Zhou Xuan comptait aller voir s'il y avait de nouveaux modèles en magasin. S'il trouvait un modèle à son goût, il ferait tailler ses deux diamants. Vu leur qualité et leur taille, s'il faisait appel à un créateur ou à une bijouterie de renom pour les monter, le bijou fini coûterait sans aucun doute plus de 100 millions de yuans. Ces diamants sont vraiment exceptionnels.

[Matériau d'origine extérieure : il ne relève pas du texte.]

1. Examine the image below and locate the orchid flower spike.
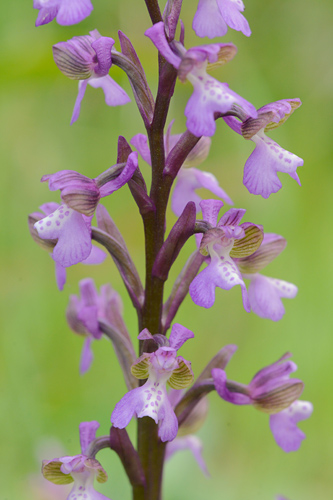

Zhou Xuan ignorait quand Fu Ying avait pris les perles sur la paroi rocheuse. S'il avait su que cela se terminerait ainsi, il en aurait pris lui-même. Il s'inquiétait des conséquences de ce vol, mais il comprit ensuite que cela n'aurait aucun effet

; seules les perles des Neuf Étoiles auraient une incidence.

Le plus grand immeuble commercial du centre-ville est l'International Building, d'une superficie de plus de 10

000 mètres carrés. Les sept premiers étages abritent les grands magasins les plus prestigieux au monde, et le troisième étage est occupé par une bijouterie.

Zhou Xuan descendit du bus à l'arrêt International Building, puis prit l'ascenseur du premier au deuxième étage. Le deuxième étage abritait un grand magasin, incroyablement bondé. Il se dirigea vers le fond et suivit la foule jusqu'au troisième étage.

Le troisième étage est entièrement consacré à la joaillerie, avec des succursales des bijouteries, horlogeries et autres magasins de bijoux les plus célèbres du monde entier, y compris Zhou's Jewelry de Zhou Xuan.